Of the 12,310 patients identified for inclusion, 48.0% received an LVAD. Initial analysis indicated LVAD use was higher among White and male patients, with these differences maintained across the LVAD propensity distributions. Further analysis suggested Black beneficiaries were 3.0% (95% CI, 0.2-5.8%) less likely to receive LVAD than White beneficiaries, and women were 7.9% (95% CI, 5.6-10.2%) less likely to receive LVAD than men after adjustment for clinical characteristics, distance from a center, individual poverty, and neighborhood-level social deprivation. When assessing 1-year survival rates among LVAD recipients, investigators found the 1-year survival rate was 76% among Black recipients and 72% among White recipients. For male and female patients, the equivalent survival rates were 72% and 73%, respectively.

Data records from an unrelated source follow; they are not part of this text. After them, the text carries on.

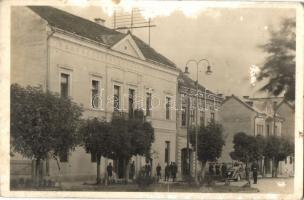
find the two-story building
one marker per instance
(257, 116)
(208, 107)
(83, 59)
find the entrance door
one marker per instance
(185, 161)
(119, 168)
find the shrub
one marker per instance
(143, 181)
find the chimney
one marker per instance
(250, 103)
(99, 21)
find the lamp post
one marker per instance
(208, 72)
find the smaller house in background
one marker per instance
(257, 116)
(209, 104)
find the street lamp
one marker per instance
(208, 72)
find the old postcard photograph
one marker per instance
(152, 99)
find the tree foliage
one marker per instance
(42, 123)
(210, 141)
(95, 138)
(279, 66)
(247, 148)
(134, 134)
(278, 148)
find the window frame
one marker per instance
(68, 71)
(148, 108)
(119, 97)
(100, 93)
(134, 100)
(168, 117)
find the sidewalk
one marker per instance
(274, 185)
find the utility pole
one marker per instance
(188, 133)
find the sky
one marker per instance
(227, 37)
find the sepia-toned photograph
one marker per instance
(154, 96)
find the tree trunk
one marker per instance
(276, 168)
(98, 179)
(203, 163)
(126, 166)
(37, 173)
(273, 167)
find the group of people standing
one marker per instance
(218, 169)
(170, 171)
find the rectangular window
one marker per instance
(275, 130)
(167, 152)
(212, 117)
(95, 96)
(260, 128)
(202, 118)
(168, 105)
(63, 157)
(192, 116)
(116, 97)
(184, 116)
(93, 157)
(148, 104)
(64, 85)
(131, 102)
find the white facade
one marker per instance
(82, 61)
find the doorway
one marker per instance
(185, 161)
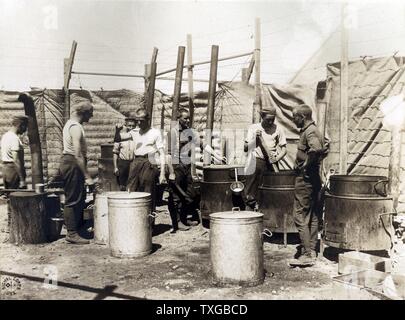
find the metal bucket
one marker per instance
(100, 216)
(236, 247)
(358, 223)
(216, 193)
(276, 201)
(129, 224)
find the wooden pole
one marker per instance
(35, 142)
(177, 92)
(151, 90)
(258, 101)
(67, 70)
(344, 97)
(211, 100)
(394, 168)
(190, 78)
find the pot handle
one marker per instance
(383, 192)
(267, 233)
(235, 209)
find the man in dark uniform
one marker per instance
(182, 195)
(312, 148)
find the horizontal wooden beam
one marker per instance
(109, 74)
(206, 62)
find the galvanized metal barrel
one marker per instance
(276, 201)
(357, 221)
(236, 247)
(216, 195)
(129, 223)
(100, 216)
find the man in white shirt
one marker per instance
(123, 154)
(12, 154)
(148, 141)
(74, 172)
(266, 143)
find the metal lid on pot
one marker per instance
(127, 195)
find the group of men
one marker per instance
(140, 164)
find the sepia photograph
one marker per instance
(202, 155)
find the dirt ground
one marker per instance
(178, 268)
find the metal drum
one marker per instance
(129, 224)
(100, 215)
(236, 247)
(216, 195)
(276, 201)
(361, 222)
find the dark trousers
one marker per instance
(307, 209)
(253, 182)
(11, 180)
(75, 193)
(123, 168)
(183, 198)
(143, 177)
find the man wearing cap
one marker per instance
(266, 144)
(73, 170)
(148, 141)
(312, 148)
(123, 154)
(183, 198)
(12, 157)
(12, 154)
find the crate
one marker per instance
(384, 285)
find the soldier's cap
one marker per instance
(82, 107)
(16, 120)
(141, 114)
(269, 110)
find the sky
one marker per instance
(119, 36)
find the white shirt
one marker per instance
(147, 143)
(272, 140)
(10, 142)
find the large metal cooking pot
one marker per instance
(236, 247)
(358, 186)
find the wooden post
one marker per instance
(67, 70)
(35, 142)
(211, 100)
(344, 97)
(249, 70)
(394, 168)
(151, 90)
(190, 79)
(147, 75)
(176, 95)
(257, 106)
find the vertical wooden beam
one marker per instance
(211, 100)
(67, 74)
(344, 96)
(151, 90)
(176, 96)
(258, 101)
(35, 142)
(394, 168)
(190, 79)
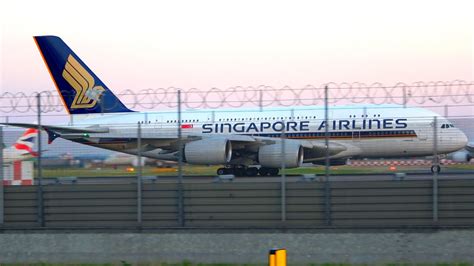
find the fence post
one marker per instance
(180, 166)
(2, 198)
(435, 172)
(283, 174)
(39, 166)
(139, 174)
(327, 184)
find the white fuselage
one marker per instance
(370, 131)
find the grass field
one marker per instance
(189, 170)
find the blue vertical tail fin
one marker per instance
(81, 90)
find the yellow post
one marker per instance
(277, 257)
(272, 257)
(281, 257)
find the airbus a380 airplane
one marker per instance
(246, 141)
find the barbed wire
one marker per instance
(417, 93)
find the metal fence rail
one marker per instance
(355, 204)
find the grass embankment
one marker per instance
(190, 170)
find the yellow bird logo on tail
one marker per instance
(87, 95)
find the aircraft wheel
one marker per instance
(222, 171)
(273, 171)
(251, 171)
(263, 171)
(435, 168)
(239, 171)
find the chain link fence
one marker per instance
(40, 158)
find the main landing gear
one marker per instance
(247, 171)
(435, 167)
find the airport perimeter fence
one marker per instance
(260, 205)
(183, 200)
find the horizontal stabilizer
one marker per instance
(61, 129)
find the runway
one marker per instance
(396, 176)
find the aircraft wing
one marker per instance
(470, 147)
(61, 129)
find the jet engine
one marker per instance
(271, 155)
(208, 151)
(461, 156)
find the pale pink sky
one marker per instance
(204, 44)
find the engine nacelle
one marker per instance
(271, 155)
(461, 157)
(208, 151)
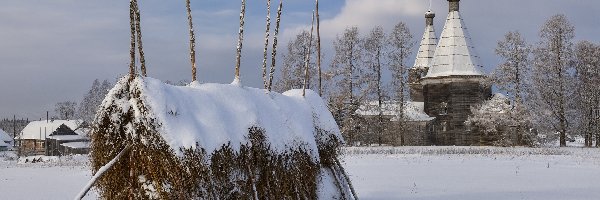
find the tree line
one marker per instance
(549, 84)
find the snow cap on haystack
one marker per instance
(428, 43)
(455, 54)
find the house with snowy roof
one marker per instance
(65, 141)
(5, 141)
(448, 79)
(32, 140)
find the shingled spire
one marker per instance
(424, 58)
(455, 54)
(428, 43)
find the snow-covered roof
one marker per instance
(3, 144)
(212, 115)
(39, 130)
(77, 145)
(427, 45)
(4, 137)
(455, 53)
(413, 111)
(67, 137)
(499, 103)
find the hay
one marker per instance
(260, 165)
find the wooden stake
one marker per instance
(139, 38)
(319, 48)
(192, 40)
(274, 52)
(240, 41)
(132, 47)
(307, 61)
(267, 32)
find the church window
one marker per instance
(443, 108)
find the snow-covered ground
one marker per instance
(382, 173)
(474, 173)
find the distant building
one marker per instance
(64, 141)
(444, 83)
(6, 142)
(454, 81)
(32, 140)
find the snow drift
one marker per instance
(220, 141)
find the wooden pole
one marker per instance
(319, 48)
(192, 40)
(240, 41)
(307, 61)
(267, 32)
(139, 38)
(132, 45)
(274, 52)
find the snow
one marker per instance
(67, 137)
(76, 145)
(212, 115)
(425, 173)
(518, 173)
(426, 47)
(455, 53)
(413, 111)
(39, 130)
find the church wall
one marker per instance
(450, 103)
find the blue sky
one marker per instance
(51, 51)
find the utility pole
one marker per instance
(14, 130)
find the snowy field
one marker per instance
(382, 173)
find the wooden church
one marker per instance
(447, 77)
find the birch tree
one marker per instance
(401, 43)
(587, 65)
(292, 72)
(346, 72)
(374, 45)
(511, 75)
(552, 77)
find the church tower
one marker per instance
(424, 59)
(454, 82)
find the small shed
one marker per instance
(64, 141)
(5, 141)
(32, 140)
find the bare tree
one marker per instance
(587, 64)
(511, 75)
(346, 72)
(274, 49)
(374, 46)
(292, 72)
(401, 43)
(552, 77)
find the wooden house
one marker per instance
(64, 141)
(6, 141)
(32, 140)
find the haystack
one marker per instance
(216, 141)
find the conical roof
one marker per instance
(455, 53)
(428, 44)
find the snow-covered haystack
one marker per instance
(216, 141)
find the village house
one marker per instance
(32, 140)
(6, 141)
(64, 141)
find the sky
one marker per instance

“For clinicians, the finding of reduced LVAD use for Black patients suggests that implicit biases or personally mediated racism impact decision-making. Both implicit biases, which refer to the unconscious attitudes that impact our actions, and personally mediated racism, referring to conscious or unconscious discrimination in the form of differential actions according to race, have been shown to influence the quality of care,” investigators added.
This study, “Racial and Sex Inequities in the Use of and Outcomes After Left Ventricular Assist Device Implantation Among Medicare Beneficiaries,” was published JAMA Network Open.